Fork me on GitHub

Reverse Engineering Mac Defender

(OS X) malware analysis for beginners ...

Introduction

This is an article about reverse engineering a part of the prominent "Mac Defender" malware - namely the part that downloads the main malware onto a user's Mac. As mentioned in the title this text is mainly written for people who have no experience with reverse engineering. Thus you will only need very basic understanding of x86 assembly, x86 calling conventions and a little Objective-C (reading the wikipedia article should be enough).

We will try to find out how the downloader retrieves the URL where the main malware program is hosted. We will only use static analysis to achieve this goal so you won't need a Macintosh computer. Statical analysis means that we won't execute any malware code - we will try to decipher its secrets just by looking at the disassembly.

Please note that I am not a professional reverse engineer/malware analyst. I do this whenever I am bored. So some info in this article might lead to extreme facepalming among professionals. Also you don't want to follow this article on a mission critical computer. We won't execute any malware code but you never know. You could accidentally launch the app or someone using your computer might get curious and start it.

Setting up your working environment

First you will need a copy of IDA Pro. No worry, you don't need to buy it. We will be using the free demo version of IDA Pro 6.1. Which you can download from here.

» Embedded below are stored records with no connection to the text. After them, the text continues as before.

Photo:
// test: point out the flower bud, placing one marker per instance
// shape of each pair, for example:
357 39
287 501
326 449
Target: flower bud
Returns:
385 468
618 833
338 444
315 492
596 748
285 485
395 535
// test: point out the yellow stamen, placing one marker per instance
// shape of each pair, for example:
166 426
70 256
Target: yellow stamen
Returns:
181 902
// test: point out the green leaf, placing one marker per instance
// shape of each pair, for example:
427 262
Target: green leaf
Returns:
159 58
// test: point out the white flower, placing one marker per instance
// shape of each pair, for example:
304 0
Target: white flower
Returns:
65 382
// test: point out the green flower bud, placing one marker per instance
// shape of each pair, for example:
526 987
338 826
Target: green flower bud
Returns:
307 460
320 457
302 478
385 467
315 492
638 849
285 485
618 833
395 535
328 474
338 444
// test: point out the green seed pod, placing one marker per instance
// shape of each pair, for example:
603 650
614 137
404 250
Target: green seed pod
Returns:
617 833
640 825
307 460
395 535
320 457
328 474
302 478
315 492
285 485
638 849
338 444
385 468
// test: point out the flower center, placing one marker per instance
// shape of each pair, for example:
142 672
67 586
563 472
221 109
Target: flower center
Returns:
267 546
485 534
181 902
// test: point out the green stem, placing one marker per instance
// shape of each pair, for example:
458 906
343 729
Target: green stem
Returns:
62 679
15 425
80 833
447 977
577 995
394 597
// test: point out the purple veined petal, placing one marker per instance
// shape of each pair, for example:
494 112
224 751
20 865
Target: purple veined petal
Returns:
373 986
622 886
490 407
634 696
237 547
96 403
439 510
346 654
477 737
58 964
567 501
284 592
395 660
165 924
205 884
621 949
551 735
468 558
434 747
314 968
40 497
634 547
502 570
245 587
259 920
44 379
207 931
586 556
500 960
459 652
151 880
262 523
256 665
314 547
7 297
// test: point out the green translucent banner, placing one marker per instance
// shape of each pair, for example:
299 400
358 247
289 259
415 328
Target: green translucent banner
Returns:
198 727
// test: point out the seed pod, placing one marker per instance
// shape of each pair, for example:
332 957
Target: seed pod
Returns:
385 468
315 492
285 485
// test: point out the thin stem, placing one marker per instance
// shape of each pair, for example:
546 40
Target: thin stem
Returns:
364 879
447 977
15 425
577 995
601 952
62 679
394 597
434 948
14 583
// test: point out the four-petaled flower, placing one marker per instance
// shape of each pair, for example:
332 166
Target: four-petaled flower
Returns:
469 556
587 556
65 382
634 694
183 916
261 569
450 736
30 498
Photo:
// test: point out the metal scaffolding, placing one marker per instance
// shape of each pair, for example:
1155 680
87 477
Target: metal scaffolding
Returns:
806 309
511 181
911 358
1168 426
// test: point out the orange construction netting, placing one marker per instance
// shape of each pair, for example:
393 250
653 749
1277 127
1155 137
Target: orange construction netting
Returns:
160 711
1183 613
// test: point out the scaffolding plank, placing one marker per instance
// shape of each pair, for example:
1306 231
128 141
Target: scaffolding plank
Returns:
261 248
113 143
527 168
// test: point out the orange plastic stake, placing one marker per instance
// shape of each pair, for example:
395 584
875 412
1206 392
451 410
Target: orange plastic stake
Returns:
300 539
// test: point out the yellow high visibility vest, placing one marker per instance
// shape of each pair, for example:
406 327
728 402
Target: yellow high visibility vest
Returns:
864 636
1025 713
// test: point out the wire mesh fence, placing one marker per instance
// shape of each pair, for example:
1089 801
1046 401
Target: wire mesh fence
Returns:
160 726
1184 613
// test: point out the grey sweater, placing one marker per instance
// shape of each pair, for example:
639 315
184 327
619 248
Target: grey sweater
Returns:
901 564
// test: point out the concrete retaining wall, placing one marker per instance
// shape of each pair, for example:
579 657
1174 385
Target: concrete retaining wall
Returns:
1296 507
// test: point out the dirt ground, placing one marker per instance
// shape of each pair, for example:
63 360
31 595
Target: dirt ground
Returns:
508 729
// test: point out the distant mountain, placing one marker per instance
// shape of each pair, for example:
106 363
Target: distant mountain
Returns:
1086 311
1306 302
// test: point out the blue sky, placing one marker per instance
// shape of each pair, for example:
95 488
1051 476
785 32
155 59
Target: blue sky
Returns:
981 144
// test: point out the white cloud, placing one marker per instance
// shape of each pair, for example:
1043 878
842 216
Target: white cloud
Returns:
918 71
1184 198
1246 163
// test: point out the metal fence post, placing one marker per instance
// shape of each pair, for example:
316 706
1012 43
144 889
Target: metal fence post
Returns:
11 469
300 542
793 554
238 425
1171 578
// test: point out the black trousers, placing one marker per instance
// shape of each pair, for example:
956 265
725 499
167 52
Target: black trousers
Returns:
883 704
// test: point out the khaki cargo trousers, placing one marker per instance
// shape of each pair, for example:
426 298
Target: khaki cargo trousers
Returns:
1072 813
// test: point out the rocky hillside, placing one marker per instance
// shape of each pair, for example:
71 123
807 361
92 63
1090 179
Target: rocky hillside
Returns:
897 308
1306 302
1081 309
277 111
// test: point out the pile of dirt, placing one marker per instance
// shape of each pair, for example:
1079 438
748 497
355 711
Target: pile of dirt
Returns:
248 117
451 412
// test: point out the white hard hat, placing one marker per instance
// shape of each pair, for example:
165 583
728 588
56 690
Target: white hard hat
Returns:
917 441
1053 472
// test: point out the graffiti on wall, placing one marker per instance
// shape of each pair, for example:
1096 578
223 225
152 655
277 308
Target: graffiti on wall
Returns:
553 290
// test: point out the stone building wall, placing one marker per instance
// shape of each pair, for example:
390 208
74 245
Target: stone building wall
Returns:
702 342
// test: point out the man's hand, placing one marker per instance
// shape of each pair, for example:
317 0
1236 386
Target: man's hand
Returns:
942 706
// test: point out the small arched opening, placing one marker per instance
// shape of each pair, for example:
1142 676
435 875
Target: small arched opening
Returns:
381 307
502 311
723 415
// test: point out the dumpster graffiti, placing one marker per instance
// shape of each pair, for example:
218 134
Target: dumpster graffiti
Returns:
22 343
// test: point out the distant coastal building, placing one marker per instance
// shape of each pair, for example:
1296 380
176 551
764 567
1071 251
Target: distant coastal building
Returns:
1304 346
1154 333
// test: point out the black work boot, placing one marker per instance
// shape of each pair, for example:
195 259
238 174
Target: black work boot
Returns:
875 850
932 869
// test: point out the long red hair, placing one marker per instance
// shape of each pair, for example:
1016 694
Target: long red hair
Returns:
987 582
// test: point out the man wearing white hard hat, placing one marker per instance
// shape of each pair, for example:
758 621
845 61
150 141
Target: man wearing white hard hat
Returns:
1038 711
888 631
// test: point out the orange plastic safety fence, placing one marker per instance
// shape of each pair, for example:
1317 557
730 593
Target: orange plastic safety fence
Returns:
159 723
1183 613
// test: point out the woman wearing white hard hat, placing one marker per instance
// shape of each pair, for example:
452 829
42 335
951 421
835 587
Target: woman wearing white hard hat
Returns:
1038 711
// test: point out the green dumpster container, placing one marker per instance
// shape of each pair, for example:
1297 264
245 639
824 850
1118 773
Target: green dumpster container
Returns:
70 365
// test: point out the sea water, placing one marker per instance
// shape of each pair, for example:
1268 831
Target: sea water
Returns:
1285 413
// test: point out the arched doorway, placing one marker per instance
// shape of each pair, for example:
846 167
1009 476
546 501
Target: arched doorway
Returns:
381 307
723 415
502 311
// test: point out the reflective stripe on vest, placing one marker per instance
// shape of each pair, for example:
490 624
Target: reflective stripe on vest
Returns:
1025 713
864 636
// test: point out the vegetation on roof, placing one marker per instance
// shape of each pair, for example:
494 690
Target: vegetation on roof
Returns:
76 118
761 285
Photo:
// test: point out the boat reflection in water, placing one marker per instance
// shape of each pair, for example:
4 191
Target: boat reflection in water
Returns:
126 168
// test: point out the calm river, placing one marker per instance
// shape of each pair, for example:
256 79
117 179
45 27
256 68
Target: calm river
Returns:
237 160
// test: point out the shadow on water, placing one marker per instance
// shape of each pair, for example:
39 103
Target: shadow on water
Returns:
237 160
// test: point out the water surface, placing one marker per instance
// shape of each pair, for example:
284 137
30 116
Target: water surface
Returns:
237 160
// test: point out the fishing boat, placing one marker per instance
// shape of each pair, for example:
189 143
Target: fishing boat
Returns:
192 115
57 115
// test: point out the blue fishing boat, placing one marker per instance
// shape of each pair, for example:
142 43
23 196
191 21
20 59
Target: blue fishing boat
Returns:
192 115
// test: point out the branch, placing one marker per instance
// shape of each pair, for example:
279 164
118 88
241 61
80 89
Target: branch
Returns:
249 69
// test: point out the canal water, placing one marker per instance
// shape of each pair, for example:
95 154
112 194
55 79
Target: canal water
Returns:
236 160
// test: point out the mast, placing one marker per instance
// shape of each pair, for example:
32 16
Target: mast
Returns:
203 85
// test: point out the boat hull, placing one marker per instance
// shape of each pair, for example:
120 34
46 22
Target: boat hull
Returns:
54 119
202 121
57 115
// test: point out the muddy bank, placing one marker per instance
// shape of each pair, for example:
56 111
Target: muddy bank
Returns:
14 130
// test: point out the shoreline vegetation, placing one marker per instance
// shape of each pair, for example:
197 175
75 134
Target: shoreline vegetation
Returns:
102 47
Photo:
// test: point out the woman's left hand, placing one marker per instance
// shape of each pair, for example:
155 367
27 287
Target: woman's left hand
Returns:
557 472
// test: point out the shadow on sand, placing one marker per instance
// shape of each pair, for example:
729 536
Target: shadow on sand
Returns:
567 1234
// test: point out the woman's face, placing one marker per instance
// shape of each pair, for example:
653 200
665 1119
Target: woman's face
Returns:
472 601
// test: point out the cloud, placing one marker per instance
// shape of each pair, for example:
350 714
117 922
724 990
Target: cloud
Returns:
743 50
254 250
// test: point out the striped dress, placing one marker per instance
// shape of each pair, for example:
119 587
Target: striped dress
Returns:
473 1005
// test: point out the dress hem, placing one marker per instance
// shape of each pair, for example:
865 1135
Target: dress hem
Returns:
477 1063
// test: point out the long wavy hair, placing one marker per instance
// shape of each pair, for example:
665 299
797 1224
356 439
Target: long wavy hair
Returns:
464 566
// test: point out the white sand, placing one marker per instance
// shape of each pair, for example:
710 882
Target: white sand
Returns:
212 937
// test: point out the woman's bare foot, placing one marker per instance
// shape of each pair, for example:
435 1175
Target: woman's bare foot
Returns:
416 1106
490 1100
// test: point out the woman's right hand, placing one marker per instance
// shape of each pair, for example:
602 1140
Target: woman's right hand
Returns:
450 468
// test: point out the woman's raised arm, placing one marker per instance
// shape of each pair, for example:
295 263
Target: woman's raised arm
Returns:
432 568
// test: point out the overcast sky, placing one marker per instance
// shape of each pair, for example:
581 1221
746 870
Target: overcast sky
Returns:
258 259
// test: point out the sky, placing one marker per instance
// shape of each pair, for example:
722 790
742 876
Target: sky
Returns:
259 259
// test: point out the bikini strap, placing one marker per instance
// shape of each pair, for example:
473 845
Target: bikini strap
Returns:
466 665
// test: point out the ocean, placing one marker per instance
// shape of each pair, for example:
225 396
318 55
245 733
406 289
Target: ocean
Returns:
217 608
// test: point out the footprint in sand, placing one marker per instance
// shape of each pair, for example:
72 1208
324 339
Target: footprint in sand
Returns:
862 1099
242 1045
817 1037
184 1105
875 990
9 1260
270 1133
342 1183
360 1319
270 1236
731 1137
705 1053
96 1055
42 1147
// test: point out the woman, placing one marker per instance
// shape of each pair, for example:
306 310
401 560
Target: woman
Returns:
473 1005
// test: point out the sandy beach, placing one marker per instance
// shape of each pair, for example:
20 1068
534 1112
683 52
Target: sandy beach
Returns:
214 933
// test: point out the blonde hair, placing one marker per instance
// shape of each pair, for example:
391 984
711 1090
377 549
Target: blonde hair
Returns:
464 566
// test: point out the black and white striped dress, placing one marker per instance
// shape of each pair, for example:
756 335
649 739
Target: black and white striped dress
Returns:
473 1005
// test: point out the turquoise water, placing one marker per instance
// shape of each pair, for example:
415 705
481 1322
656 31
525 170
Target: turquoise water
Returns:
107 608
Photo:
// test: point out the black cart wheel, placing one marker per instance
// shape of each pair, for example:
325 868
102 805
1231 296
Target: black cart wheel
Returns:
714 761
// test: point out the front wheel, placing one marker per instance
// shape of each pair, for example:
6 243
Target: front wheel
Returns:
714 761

Then you will need a copy of the evil malware we want to reverse engineer. You can get it from here:

http://kybernetyk.github.com/bin/avRunner.app.zip
Download and extract the archive but DO NOT RUN THE APP!

In case of emergency

If you somehow execute the avRunner app you don't need to be scared. The Mac Defender malware is pretty lame and getting rid of it is easy:

$ kill -9 [mac defender pid]
Also the newest OS X update will remove the malware.

Getting to work

Now it's time to get started with malware analysis. As mentioned earlier our aim is to find out how the downloader gets/generates/receives/finds the download URL of the main malware.

So let's start IDA and load the "avRunner" binary. Either drop the file onto IDA's "drop here" field or go the File->Load File way. Select the i386 binary (the demo can't disassemble 64bit code), click 'Ok' in the dialog and wait a little for the analysis to complete.

After the analysis completes you will be shown the disassembly for the main() function:


There's not much to be seen here because the application is a Objective-C Cocoa app. All main() does is to call NSApplicationMain() which is a function deep in Apple's libraries. As no user code is executed there we need to find a good entry point in the malware to start our analysis.

One of the classic entry points in Cocoa apps is the -applicationDidFinishLaunching: method of the application's controller/delegate. So maybe there's something interesting. Scroll through the functions window and double click on __InstallerAppDelegate_applicationDidFinishLaunching__.

You will get this disassembly:


Hmm, not much happening here either. So back to the functions window ...

Let's scroll through the functions list to find something that looks like a good entry point. If we don't find anything we'll have to fire up the debugger and follow the execution path. Which can be tedious. So we better find a candidate now :)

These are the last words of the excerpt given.